To install rascal:
(NOTE: See the top-level README for the most up-to-date installation instructions.)
+ mkdir ../build 
+ cd build
+ cmake -DCMAKE_BUILD_TYPE=Release -DBUILD_TESTS=ON ..
+ make -j 4
+ make install

In [1]:
%matplotlib notebook
from matplotlib import pylab as plt

import os, sys
from ase.io import read
sys.path.insert(0,"../build/")

import sys
import time
import rascal
import json

import ase
from ase.io import read, write
from ase.build import make_supercell
from ase.visualize import view
import numpy as np
import sys
#import pandas
import scipy
import json

from rascal.representations import SOAP

In [2]:
import sklearn

In [2]:
#frames = read('./data/small_molecules-1000.xyz',':600')
frames = read('./data/CSD-500.xyz',':3')

In [3]:
n_atoms = sum(frame.get_number_of_atoms() for frame in frames)

In [4]:
chem_shifts = []
for frame in frames:
    chem_shifts.append(frame.arrays['CS'])

In [5]:
chem_shifts[1].shape

(62, 2)

In [6]:
chem_shifts_atoms = np.concatenate(chem_shifts, axis=0)

In [7]:
chem_shifts_atoms.shape

(362, 2)

# SOAP: Power spectrum

In [8]:
hypers = dict(soap_type="PowerSpectrum",
              interaction_cutoff=3.5, 
              max_radial=6, 
              max_angular=6, 
              gaussian_sigma_constant=0.4,
              gaussian_sigma_type="Constant",
              cutoff_smooth_width=0.5,
              )
soap = SOAP(**hypers)

In [9]:
%time representation = soap.transform(frames)

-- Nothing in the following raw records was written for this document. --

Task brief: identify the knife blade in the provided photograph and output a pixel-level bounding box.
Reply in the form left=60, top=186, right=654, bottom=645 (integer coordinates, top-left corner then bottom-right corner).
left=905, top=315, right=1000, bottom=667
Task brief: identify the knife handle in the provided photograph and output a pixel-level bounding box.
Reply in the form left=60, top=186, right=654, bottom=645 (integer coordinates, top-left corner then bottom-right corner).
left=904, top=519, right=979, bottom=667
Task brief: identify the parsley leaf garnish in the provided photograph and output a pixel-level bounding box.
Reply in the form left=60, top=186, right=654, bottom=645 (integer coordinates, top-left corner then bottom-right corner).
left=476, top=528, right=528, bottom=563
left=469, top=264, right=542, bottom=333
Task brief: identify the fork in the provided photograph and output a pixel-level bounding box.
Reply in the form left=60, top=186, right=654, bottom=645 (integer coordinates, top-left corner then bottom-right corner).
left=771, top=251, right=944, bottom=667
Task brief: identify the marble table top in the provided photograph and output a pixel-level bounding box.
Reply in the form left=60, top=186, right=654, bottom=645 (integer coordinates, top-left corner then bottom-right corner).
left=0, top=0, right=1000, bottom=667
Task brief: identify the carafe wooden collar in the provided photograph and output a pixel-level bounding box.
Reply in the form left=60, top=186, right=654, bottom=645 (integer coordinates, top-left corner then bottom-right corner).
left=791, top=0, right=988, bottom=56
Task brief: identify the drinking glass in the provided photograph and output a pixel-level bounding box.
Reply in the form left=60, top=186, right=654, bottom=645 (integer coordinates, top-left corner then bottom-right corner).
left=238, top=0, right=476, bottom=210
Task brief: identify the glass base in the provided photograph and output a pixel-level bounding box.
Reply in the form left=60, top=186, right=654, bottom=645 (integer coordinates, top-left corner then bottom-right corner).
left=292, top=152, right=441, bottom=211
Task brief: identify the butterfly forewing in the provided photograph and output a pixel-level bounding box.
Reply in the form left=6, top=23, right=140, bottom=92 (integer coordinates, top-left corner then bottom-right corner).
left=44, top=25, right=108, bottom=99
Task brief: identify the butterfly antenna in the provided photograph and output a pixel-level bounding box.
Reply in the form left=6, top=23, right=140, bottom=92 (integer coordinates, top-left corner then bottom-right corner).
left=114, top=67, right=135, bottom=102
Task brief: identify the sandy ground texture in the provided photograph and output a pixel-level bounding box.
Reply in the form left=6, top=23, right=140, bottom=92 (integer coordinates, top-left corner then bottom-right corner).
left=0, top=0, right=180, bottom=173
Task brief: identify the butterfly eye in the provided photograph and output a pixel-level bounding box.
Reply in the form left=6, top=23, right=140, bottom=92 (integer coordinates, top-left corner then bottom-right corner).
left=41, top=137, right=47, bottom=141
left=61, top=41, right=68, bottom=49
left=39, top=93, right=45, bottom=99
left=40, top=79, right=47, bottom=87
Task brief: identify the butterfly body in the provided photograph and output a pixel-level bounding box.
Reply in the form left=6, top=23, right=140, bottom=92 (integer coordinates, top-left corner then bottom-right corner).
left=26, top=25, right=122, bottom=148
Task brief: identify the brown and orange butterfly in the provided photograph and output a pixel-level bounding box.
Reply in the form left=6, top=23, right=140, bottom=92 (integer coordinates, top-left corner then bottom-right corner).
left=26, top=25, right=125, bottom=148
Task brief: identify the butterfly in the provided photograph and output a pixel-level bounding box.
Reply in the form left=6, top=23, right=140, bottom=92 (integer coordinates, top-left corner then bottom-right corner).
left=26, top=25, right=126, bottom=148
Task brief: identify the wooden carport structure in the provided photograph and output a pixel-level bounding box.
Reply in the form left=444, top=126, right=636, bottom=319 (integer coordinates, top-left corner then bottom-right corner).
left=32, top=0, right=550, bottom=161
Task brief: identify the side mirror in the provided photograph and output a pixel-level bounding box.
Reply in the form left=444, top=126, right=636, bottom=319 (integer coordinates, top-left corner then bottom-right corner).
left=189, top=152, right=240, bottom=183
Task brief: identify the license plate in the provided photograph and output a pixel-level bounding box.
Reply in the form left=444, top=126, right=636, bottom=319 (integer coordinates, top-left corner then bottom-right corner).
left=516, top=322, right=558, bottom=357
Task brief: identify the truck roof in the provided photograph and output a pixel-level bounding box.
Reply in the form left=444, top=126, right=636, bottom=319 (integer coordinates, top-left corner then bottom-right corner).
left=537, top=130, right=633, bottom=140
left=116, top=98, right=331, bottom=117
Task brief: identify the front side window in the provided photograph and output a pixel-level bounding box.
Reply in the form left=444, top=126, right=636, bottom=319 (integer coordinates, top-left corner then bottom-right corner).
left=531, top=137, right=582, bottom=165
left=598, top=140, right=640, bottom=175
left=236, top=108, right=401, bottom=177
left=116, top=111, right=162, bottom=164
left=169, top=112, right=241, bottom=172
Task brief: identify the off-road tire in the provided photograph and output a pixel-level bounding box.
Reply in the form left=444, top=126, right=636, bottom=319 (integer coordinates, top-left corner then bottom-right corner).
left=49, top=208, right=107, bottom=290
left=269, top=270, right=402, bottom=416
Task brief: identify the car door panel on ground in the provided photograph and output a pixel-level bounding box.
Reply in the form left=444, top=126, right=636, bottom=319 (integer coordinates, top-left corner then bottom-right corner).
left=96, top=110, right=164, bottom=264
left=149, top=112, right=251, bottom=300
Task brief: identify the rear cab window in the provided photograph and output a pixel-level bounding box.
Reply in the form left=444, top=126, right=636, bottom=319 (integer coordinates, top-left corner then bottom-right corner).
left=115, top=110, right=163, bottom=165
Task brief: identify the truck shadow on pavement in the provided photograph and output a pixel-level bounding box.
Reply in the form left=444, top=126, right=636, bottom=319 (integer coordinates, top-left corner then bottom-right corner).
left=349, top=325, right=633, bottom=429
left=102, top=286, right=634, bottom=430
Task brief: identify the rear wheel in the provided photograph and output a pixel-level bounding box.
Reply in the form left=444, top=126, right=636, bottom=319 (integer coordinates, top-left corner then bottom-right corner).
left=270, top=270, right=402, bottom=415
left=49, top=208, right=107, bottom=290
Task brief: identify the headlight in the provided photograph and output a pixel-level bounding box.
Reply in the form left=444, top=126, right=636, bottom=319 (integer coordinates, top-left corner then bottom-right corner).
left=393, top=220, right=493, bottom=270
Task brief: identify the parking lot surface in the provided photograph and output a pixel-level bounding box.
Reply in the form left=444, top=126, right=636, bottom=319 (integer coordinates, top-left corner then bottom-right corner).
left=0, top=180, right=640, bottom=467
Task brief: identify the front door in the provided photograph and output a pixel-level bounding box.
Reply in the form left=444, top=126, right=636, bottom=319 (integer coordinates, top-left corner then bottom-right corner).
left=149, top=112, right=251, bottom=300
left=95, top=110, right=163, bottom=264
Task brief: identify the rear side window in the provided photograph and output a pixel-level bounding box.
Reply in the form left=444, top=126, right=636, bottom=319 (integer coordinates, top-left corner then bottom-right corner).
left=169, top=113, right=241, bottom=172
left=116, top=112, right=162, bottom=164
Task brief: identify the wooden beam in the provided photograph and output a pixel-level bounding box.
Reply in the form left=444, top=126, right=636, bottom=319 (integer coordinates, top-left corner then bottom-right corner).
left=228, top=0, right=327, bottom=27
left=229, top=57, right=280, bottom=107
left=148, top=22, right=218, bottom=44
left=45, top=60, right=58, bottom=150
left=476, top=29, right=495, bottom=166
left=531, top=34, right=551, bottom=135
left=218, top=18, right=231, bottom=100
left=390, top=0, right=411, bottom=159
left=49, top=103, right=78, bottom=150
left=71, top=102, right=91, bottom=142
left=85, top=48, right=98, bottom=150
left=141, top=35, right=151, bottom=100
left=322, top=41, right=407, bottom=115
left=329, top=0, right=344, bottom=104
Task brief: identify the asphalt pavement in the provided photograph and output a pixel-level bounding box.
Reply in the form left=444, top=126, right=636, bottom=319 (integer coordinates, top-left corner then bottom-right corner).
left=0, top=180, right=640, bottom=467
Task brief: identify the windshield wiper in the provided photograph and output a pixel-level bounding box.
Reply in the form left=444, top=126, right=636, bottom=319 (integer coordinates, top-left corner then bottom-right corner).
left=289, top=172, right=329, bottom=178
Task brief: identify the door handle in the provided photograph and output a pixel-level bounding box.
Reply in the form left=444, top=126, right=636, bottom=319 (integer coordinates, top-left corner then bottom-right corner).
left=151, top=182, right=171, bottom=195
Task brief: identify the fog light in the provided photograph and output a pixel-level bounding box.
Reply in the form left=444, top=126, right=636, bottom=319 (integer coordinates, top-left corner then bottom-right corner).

CPU times: user 27.2 ms, sys: 7.14 ms, total: 34.3 ms
Wall time: 33.2 ms


In [10]:
X = representation.get_feature_matrix().T

In [11]:
X.shape

(362, 2520)

# Learning the chemical shifts of a set of crystal structures

## learning utilities

In [85]:
def compute_representation(representation, frames):
    result = representation.transform(frames)
    return result

#def compute_representation(frames):
#    expansions = soap.transform(frames)
#    return expansions

def compute_atomic_kernel(zeta, rep1, rep2=None):
    if rep2 is not None:
        kernel = rep1.cosine_kernel_atomic(rep2, zeta)
    else:
        kernel = rep1.cosine_kernel_atomic(zeta)
    return kernel

def extract_energy(frames):
    prop = [[]]*len(frames)
    for ii,cc in enumerate(frames):
        #prop[ii] = cc.info['dft_formation_energy_per_atom_in_eV']
        prop[ii] = cc.info['ENERGY']
    y = np.array(prop)
    return y

def split_dataset(frames, test_fraction, seed=10):
    N = len(frames)
    ids = np.arange(N)
    np.random.seed(seed)
    np.random.shuffle(ids)
    Ntrain = int(N*test_fraction)
    train = ids[:Ntrain]
    test = ids[Ntrain:]
    targets = extract_energy(frames)
    return [frames[ii] for ii in train],targets[train],[frames[ii] for ii in test],targets[test]

def get_mae(ypred,y):
    return np.mean(np.abs(ypred-y))
def get_rmse(ypred,y):
    return np.sqrt(np.mean((ypred-y)**2))
def get_sup(ypred,y):
    return np.amax(np.abs((ypred-y)))
def get_r2(y_pred,y_true):
    weight = 1
    sample_weight = None
    numerator = (weight * (y_true - y_pred) ** 2).sum(axis=0,dtype=np.float64)
    denominator = (weight * (y_true - np.average(
        y_true, axis=0, weights=sample_weight)) ** 2).sum(axis=0,dtype=np.float64)
    output_scores = 1 - (numerator / denominator)
    return np.mean(output_scores)


score_func = dict(
    MAE=get_mae,
    RMSE=get_rmse,
    SUP=get_sup,
    R2=get_r2,
)

def get_score(ypred,y):
    scores = {}
    for k,func in score_func.items():
        scores[k] = func(ypred,y)
    return scores

class KRR(object):
    def __init__(self,zeta,weights,representation,X):
        self.weights = weights
        self.representation = representation
        self.zeta = zeta
        self.X = X
        
    def predict(self,frames):
        features = compute_representation(self.representation,frames)
        kernel = compute_atomic_kernel(self.zeta, self.X, features)
        return np.dot(self.weights, kernel)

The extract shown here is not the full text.